Apple Inc. (NASDAQ:AAPL) and Google are two of the most recognizable names in the tech industry. Both companies were responsible for pioneering the smartphone revolution nearly a decade ago that now engulfs the entire world. Google is the gateway to the modern internet, while Apple moulded the smartphone into what it is today. Billions of people across the globe have invested in the products and services provided by these mega-corporations, and use them on a daily basis. Naturally, there is a strong rivalry between the two companies, as well as their loyal users. Google and Apple both routinely compete in the smartphone software and hardware space. Recently, Apple has also been expanding their services business which has begun to encroach on Google’s territory. With all this in mind, it is quite surprising to learn that Google may pay up to $3 billion dollars to Apple.
So, why is Google paying such a massive amount to their direct rivals? What is the thought process behind this, and who is this deal more beneficial to? Let us have a look.
Why Is Google Paying Apple Monstrous Sums Of Money?
According to reports, Google may have to pay up to $3 Billion in FY 2017 to remain the default search engine on Apple iOS devices. This represents a 300% increase over the $1 billion dollars Google paid Apple in 2014 for the same purpose. This would represent as much as 5% of Apple’s total operating profit in 2017 and nearly 25% of their total operating profit growth over the last two years. On the surface, it makes sense that Google would want to retain their default presence on Apple devices. Apple’s devices are some of the most popular smartphones in the world and account for considerable market share. Google’s presence on Apple’s platform ensures access to the large and varied user base that contributes greatly to their increasingly mobile first ad revenue model.
However, the question is – Why has the licensing fee tripled in just three years? According to the estimates, the licensing fee is based on a percentage of the revenue that Google generates from Apple users. Google’s total mobile ad revenues more than tripled from $16 billion in 2014 to $50 billion in 2017. Therefore, it stands to reason that Apple’s share would also triple from $1 billion to $3 billion.
Who Stands To Gain More From This Deal?
At first glance, this deal seems like an extremely lucrative proposition for Apple. The entire sum of $3 billion directly translates to profits for Apple, with negligible operating costs. It also provides a boost to their burgeoning service business. We recently reported on Apple’s increasing focus on their services business, which may overtake their hardware division in terms of revenue in the coming years. As it stands, services already contribute around 16% to Apple’s overall revenue. Licensing fee from Google makes up a huge chunk of that share. We can clearly see that this deal directly benefits Apple and furthers their agenda for their services business.

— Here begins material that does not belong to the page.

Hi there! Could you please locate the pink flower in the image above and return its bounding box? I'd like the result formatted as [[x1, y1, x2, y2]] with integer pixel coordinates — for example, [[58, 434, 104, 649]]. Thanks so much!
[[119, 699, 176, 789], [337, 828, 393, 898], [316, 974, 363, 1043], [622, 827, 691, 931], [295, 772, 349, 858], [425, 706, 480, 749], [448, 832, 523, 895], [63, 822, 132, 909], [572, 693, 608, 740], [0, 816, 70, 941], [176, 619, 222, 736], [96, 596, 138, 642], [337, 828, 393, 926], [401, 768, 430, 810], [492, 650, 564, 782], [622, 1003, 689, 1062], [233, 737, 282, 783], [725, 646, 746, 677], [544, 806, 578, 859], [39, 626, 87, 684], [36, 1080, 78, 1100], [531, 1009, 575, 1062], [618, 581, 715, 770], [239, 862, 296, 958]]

However, this deal is also very important from Google’s viewpoint. Ad revenue is central to Google’s financial model and has been for years. The growing importance of the mobile internet has now shifted the ad revenue playground from desktop to mobile devices. In fact, Google is expected to generate nearly $50 billion in revenue from mobile ads in CY 2017.
Maintaining a hold on mobile is crucial, especially in light of ever increasing competition from the likes of Facebook. The importance of Apple’s ecosystem for Google becomes apparent when you consider the fact that iOS devices contribute 50% to Google’s overall mobile search revenue! This clearly demonstrates Google’s need for unfettered access to Apple’s user base in order to continue raking in massive amounts of ad revenue.
Of course, it’s not like Google can’t afford it. Google’s net global revenue in 2016 was just shy of $90 billion dollars. Taking that into account, $3 billion is a small price to pay to get access to a vast and valuable advertising audience.
The Apple-Google Deal’s Days May Be Numbered
While this licensing deal between Apple and Google is a mutually beneficial proposition for both parties right now, that may soon change. Since the fee is based on a percentage of Google’s net ad revenue from Apple users, it could keep rising indefinitely as Google’s revenue share grows. At some point, Google may be unwilling to pay Apple the ever increasing and inflated fees. In such a situation, if Google is confident of retaining a majority of their customer base despite not being the default search engine on Apple devices, they may decide to terminate their licensing deal with Apple. This would undoubtedly put a huge dent in Apple’s service business revenue and affect their profits. Such a decision could potentially also backfire for Google. They would risk losing a large install base who may be tapped up by rivals such as Facebook, Amazon etc.
According to some estimates, if Google can retain 80% of their iOS search volume, then it would be financially more viable for them to break off this deal with Apple.